How To Increase Engagement – Capturing The Voice Of The Team

In the 2021 Qualtrics XM Employee Experience Trends Study, 92% of those surveyed believe it’s important that their company listens to feedback, yet only 7% say their company acts on feedback well.

One of the best ways a service leader can engage their team is by listening to them. Begin by asking your team a simple question, “How can I help you do your job better?” The voice of the team can be about improving the employee or customer experience, improving workplace culture, efficiency, or improving business processes and systems.

The frontline team hears many customer pain points through their conversations such as, ‘It would be easier if…’ or ‘It is so difficult when…’. When the frontline hears this from the customer and knows their voice is valued and an integral part of their role, they will be far more alert to opportunities for capturing customer insights. Listening to employee feedback and translating it into action has a positive effect on the employee experience. When employees feel a company acts well on feedback, their engagement is more than double that of team members who feel it’s not acted on or acted on only slightly.
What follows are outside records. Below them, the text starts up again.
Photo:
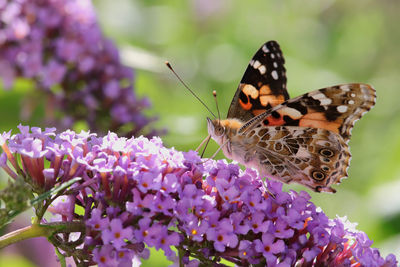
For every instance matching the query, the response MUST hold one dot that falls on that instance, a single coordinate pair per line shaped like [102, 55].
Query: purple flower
[115, 234]
[269, 247]
[135, 193]
[60, 47]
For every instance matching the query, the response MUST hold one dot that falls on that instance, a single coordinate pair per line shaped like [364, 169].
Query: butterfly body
[302, 140]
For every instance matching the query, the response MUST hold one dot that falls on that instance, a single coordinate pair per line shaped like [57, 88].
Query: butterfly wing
[263, 85]
[304, 139]
[316, 158]
[334, 108]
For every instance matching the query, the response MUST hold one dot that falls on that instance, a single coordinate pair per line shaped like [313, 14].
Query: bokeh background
[209, 43]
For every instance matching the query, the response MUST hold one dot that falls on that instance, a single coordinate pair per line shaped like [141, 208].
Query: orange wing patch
[267, 97]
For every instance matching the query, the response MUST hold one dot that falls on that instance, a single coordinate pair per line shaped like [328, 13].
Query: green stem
[37, 230]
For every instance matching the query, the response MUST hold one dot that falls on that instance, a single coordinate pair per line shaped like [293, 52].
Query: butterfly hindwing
[316, 158]
[334, 108]
[263, 85]
[304, 139]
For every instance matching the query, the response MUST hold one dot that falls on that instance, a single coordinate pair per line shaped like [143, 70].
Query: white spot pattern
[274, 75]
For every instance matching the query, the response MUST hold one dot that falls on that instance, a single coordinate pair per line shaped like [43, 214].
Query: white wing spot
[325, 101]
[265, 49]
[256, 64]
[342, 109]
[274, 75]
[262, 69]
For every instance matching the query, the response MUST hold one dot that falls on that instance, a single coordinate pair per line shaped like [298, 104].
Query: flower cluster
[58, 44]
[135, 193]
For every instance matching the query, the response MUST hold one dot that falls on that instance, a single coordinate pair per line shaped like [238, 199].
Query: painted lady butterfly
[303, 139]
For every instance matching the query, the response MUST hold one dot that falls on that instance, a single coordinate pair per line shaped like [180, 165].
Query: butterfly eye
[219, 130]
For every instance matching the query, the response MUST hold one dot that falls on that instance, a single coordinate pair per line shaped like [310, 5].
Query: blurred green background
[325, 42]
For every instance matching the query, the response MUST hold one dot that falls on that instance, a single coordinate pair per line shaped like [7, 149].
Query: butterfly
[302, 140]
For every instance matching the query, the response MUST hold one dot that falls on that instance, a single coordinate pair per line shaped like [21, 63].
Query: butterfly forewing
[334, 108]
[263, 85]
[301, 140]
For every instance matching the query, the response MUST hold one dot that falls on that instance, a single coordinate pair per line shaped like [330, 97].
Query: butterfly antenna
[187, 87]
[205, 147]
[216, 103]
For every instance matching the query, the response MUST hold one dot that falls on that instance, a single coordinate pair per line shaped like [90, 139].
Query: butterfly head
[221, 130]
[216, 129]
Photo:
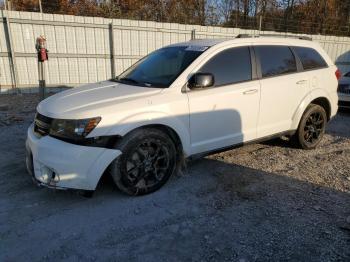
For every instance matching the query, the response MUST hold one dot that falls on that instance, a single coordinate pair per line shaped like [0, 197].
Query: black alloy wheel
[311, 128]
[147, 162]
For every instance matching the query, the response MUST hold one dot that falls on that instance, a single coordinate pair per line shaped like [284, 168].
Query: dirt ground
[263, 202]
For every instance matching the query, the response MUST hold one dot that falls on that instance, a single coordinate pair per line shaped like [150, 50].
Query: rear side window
[230, 66]
[310, 58]
[276, 60]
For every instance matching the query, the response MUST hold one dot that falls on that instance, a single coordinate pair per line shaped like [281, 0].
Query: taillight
[338, 74]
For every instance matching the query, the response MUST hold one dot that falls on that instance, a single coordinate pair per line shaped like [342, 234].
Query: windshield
[162, 67]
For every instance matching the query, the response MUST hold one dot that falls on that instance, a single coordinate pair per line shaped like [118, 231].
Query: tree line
[296, 16]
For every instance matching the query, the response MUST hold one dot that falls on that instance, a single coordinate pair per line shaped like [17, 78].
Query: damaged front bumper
[57, 164]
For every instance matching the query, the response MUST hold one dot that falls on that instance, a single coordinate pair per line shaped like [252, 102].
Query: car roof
[253, 40]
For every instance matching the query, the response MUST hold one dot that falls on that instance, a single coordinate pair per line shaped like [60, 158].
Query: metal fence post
[11, 50]
[112, 52]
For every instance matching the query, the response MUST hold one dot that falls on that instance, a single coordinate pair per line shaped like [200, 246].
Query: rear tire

Leaders who don’t listen will eventually be surrounded by people who have nothing to say.
— Andy Stanley

The five steps of feedback include:

Ask

Listening to feedback is integral, but having a structured avenue to collect it is even more important to capture these moments as they arise. This can include a range of methodologies, from a formal survey to ongoing in-the-moment channels in team meetings, informal catch-ups or one-on-ones. The Hilton Hotel chain, a company that excels at employee and customer listening, surveys their location employees daily. These quick surveys are analysed and compared with daily customer surveys so the team can immediately see if a location has issues. For example, if the cleaning team has problems with the equipment, they speak up. And sure enough, it has a direct impact on customer net promoter scores.

 

Listen

Listening is one of the most important attributes of a service leader — listening to the words spoken and what is unsaid. Creating space to listen, encouraging everyone’s ideas (not just the vocal team members) and providing time and space are crucial in gaining ideas and input.
 

Feedback

Surveys are a significant opportunity to let the team know they have been heard. But don’t just ask for feedback; share the results. That includes being transparent by ensuring feedback is shared across the organisation, then followed up with action. The best way to have team members respond flippantly or hit the delete button when an engagement survey arrives is if you never share the results. The organisation risks employees not taking the survey seriously and becoming disengaged. The lack of a feedback loop triggers apathy and demotivation.

Give feedback on feedback. The team may come to you with ideas that cannot be implemented because of time, cost or resources. Respond anyway. Hearing nothing is demotivating. It’s incredibly powerful when a leader takes time to speak with the team member or team about how much they appreciate and value the ideas and explains why their idea cannot be progressed. Closing the loop is a crucial component of building a listening culture. Further data from Qualtrics shows that listening without taking action results in worse engagement than if you don’t have a listening program at all.


Implement

Ideas without action are a waste. Creating working groups and giving the team time and space to work on improvement initiatives are all part of successful implementation. Quick wins are always inspiring, while others take time and form part of longer-term projects. Involve the team and give them autonomy and empowerment to implement the ideas. Be available as a listening ear.


Recognise

Celebrating ideas from individuals or teams that have improved the customer or employee experience, productivity, or technology, it has a powerful impact on morale, motivation and continuing to give feedback.
 

David Abney was nineteen years old when he joined the shipping and logistics company UPS, loading packages onto vans at the local depot at night to make extra money while he was studying. Forty years later, Abney had risen through the ranks to become CEO of the company. He credits much of his success to listening intentionally to employees. One of the first things Abney did upon being named CEO was to go on a worldwide listening tour. He invited the company’s employees and customers to tell him what they thought the company should focus on going forward. One anonymous UPS employee shared, ‘When David issued a call for ideas, many of which were actually implemented, it was almost earth-shattering. We couldn’t believe leadership was finally listening and taking action on our recommendations.’

If the team knows their voice matters to leadership and the organisation, it will have a profound impact on service culture. The team often has many brilliant ideas for improving the customer experience. Make employee listening a cultural value and create a place of psychological safety where people know it is safe and they are encouraged to speak up.

What can you do to encourage the voice of your team?